Untuk apa kita terlahir di dunia ini sedangkan kita hanya terpuruk pada satu kegagalan tanpa bangkit kembali, lupakah kita saat dulu kita belajar berjalan, padahal kita dulu hanya bayi mungil, tapi kita sudah mengenal bagaimana kekuatan tidak mengenal kata menyerah. Cobalah kita ikhlas dalam menjalani hidup ini, tidak selamanya apa yang kita inginkan itu baik, tapi Allah selalu memberikan yang terbaik yang kita butuhkan dengan cara-Nya. Kita sebagai makhluk Tuhan, dianjurkan untuk tetap berusaha dan berdoa, selanjutnya biarkan Tuhan yang mengaturnya, dan ikhlaskan apa yang akan terjadi, karena setelah menangis akan ada senyuman. Dan saat adzan subuh berkumandan, mentaripun mulai memancarkan sinarnya untuk menghapus gelap malam.

Tanpa kita mendekati kematian, dengan cara menyiksa diri sendiri, berdiam dalam keterpurukan atau bunuh diri, suatu hari kita pasti akan mati. Dan ketika cahaya itu mulai meredup, sesekali aku rasakan ketakutan, ketakutan karena tak mampu menerangi hidup mereka lagi, tapi kembali aku tersadar, ini hanyalah redup, suatu hari kelak cahaya ini akan padam. Tapi setidaknya aku pernah menerangi hidup mereka dan aku merasa, ini cukup membuat hidupku sangat indah dan bermakna. Saat masa sakit itu datang, saat masa tua telah tiba, dan saat kemuning senja mulai mewarnai langit, aku rasakan cahayaku mulai meredup. Aku takut tidak mampu bersinar seperti biasanya dengan goresan-goresan cintaku, dengan senyuman-senyuman manisku, tapi ini hanya redup, belum padam. Dan sebelum cahaya kita meredup, kenapa kita tidak berusaha memancarkannya dengan seterang mungkin, hingga kita tahu bahwa hidup ini indah dan bermakna.
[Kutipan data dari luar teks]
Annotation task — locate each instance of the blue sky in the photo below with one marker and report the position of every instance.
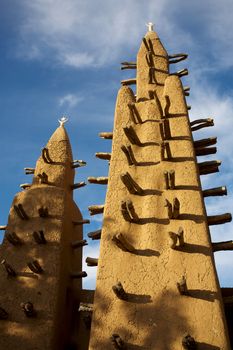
(63, 58)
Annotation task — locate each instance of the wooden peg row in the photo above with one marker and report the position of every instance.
(39, 237)
(94, 235)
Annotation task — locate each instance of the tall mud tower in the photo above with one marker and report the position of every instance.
(157, 286)
(41, 269)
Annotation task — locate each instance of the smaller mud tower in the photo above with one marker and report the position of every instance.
(41, 267)
(157, 286)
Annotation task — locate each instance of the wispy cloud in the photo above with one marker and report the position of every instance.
(69, 100)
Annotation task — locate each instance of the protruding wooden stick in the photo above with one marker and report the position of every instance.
(128, 65)
(120, 240)
(129, 155)
(78, 185)
(205, 142)
(227, 245)
(146, 44)
(172, 239)
(117, 342)
(78, 163)
(43, 178)
(161, 129)
(168, 150)
(80, 274)
(182, 286)
(181, 73)
(29, 171)
(219, 219)
(106, 135)
(166, 180)
(177, 57)
(3, 314)
(103, 155)
(85, 307)
(39, 237)
(189, 342)
(131, 210)
(201, 123)
(21, 212)
(35, 266)
(98, 180)
(13, 238)
(9, 269)
(135, 116)
(91, 261)
(28, 309)
(43, 212)
(209, 167)
(78, 244)
(205, 151)
(132, 136)
(167, 130)
(25, 186)
(172, 179)
(119, 291)
(168, 205)
(217, 191)
(176, 239)
(132, 81)
(45, 156)
(96, 209)
(186, 90)
(176, 208)
(130, 184)
(94, 235)
(81, 222)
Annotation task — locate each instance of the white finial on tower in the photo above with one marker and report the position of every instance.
(63, 120)
(150, 26)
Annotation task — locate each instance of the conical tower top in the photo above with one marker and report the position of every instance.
(54, 166)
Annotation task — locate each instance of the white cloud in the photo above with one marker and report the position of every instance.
(69, 100)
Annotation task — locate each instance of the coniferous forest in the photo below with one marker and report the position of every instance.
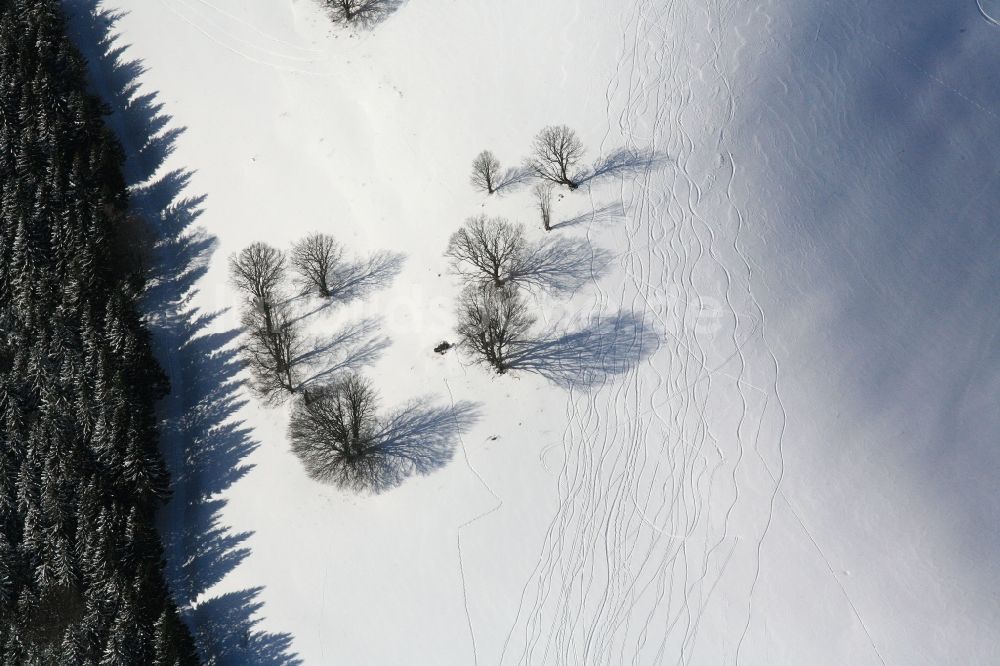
(81, 474)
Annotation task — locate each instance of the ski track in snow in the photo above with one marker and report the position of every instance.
(642, 538)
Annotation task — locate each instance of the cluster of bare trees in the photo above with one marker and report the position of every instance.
(363, 13)
(492, 255)
(555, 161)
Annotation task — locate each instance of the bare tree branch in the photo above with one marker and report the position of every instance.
(543, 197)
(273, 343)
(488, 250)
(492, 323)
(365, 13)
(333, 430)
(556, 153)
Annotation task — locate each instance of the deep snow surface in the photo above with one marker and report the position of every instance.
(771, 433)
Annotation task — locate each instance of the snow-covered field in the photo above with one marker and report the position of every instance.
(770, 433)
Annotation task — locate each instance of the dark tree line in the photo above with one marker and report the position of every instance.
(81, 474)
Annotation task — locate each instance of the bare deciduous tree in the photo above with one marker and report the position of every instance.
(315, 259)
(492, 323)
(333, 431)
(361, 12)
(486, 172)
(556, 152)
(543, 196)
(259, 270)
(273, 343)
(489, 249)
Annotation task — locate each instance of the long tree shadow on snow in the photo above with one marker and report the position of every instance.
(606, 347)
(354, 346)
(562, 265)
(419, 439)
(365, 14)
(204, 445)
(354, 280)
(623, 162)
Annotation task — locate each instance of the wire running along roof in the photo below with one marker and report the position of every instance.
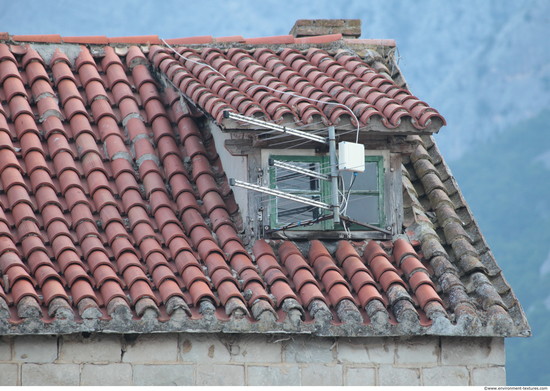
(116, 214)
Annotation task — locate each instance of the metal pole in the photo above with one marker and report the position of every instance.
(334, 173)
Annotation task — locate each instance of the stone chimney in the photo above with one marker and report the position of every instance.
(349, 28)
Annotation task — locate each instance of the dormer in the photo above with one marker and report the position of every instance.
(313, 84)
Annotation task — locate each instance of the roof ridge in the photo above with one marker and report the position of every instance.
(192, 40)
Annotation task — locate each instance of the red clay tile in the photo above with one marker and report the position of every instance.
(52, 289)
(379, 265)
(302, 277)
(82, 289)
(275, 40)
(281, 290)
(198, 40)
(199, 290)
(111, 289)
(420, 278)
(51, 38)
(22, 289)
(339, 292)
(92, 39)
(149, 246)
(389, 278)
(425, 294)
(228, 290)
(373, 250)
(367, 293)
(267, 262)
(411, 263)
(273, 275)
(310, 292)
(323, 264)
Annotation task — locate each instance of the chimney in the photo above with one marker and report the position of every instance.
(349, 28)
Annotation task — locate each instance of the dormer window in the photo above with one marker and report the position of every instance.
(361, 194)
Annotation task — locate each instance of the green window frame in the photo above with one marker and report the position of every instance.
(368, 189)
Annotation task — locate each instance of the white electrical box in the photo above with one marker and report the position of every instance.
(351, 156)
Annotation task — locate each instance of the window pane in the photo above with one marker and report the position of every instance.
(367, 180)
(292, 181)
(293, 212)
(363, 208)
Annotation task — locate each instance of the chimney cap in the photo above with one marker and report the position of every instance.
(349, 28)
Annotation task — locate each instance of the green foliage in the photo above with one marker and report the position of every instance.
(507, 185)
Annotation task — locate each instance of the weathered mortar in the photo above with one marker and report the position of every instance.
(233, 359)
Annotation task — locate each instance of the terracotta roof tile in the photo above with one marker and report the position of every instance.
(113, 197)
(51, 38)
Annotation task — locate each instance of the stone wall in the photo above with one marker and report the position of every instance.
(199, 359)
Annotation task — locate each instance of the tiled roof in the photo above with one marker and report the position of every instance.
(116, 214)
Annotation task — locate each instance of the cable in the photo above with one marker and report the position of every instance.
(193, 61)
(270, 88)
(314, 100)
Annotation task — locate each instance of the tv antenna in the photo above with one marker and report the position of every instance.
(347, 151)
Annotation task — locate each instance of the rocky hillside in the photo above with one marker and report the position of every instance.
(485, 65)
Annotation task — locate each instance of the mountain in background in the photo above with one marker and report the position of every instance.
(483, 64)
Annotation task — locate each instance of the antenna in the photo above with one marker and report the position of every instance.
(333, 177)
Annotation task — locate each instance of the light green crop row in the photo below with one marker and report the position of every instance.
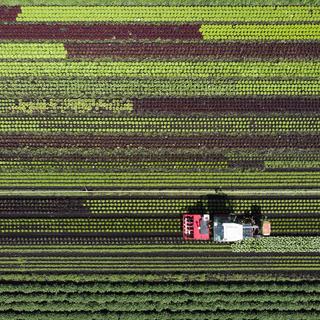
(278, 244)
(66, 106)
(159, 2)
(292, 164)
(35, 51)
(169, 180)
(158, 125)
(129, 88)
(161, 69)
(260, 32)
(142, 14)
(215, 263)
(92, 225)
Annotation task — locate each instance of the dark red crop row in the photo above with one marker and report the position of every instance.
(9, 13)
(232, 50)
(98, 31)
(227, 104)
(115, 141)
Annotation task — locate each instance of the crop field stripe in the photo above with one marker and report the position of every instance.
(163, 106)
(102, 31)
(237, 105)
(196, 51)
(145, 88)
(260, 32)
(302, 141)
(169, 180)
(156, 125)
(32, 51)
(162, 69)
(194, 3)
(9, 13)
(143, 14)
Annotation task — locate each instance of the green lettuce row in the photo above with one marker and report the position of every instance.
(178, 206)
(34, 51)
(260, 32)
(161, 69)
(66, 107)
(238, 278)
(167, 14)
(263, 315)
(278, 244)
(276, 299)
(89, 88)
(198, 306)
(92, 225)
(149, 288)
(160, 125)
(159, 2)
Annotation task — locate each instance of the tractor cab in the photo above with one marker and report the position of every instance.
(196, 227)
(225, 228)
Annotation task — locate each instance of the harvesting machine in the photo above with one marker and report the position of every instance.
(223, 227)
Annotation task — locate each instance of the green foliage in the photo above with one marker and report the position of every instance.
(279, 244)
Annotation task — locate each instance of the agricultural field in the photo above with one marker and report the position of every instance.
(118, 117)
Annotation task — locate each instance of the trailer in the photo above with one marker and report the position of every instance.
(222, 227)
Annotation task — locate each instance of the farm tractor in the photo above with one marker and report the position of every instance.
(223, 227)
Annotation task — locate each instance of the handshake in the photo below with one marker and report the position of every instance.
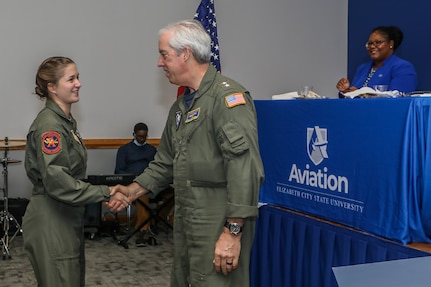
(122, 196)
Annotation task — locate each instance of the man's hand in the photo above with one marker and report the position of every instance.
(121, 194)
(227, 251)
(118, 201)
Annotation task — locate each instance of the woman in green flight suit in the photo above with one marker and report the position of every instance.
(55, 161)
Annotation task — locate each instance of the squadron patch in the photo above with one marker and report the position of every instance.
(234, 100)
(51, 142)
(193, 115)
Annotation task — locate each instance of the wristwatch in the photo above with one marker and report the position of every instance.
(234, 228)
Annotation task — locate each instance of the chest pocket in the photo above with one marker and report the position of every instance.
(232, 140)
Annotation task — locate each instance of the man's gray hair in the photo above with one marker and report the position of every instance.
(190, 33)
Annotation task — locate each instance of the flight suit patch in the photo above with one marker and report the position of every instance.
(234, 100)
(51, 142)
(193, 115)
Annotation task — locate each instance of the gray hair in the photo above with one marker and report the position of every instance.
(190, 33)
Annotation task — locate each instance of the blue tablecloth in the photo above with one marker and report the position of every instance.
(360, 162)
(294, 250)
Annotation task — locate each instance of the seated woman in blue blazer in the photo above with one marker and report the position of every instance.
(385, 68)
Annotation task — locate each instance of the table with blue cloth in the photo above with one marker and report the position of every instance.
(360, 163)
Sebelum kita mengharapkan kebaikan datang, mengapa kita tidak berusaha memberikan yang terbaik terlebih dahulu, dan ikhlaskan semuanya. Insya Allah kelak kita akan temukan balasan dari kebaikan-kebaikan itu secara nyata dan lebih indah dengan cara-Nya. Tersenyumlah dengan penuh ketulusan dan keikhlasan, hingga kelak dunia mampu mengenang senyum kita.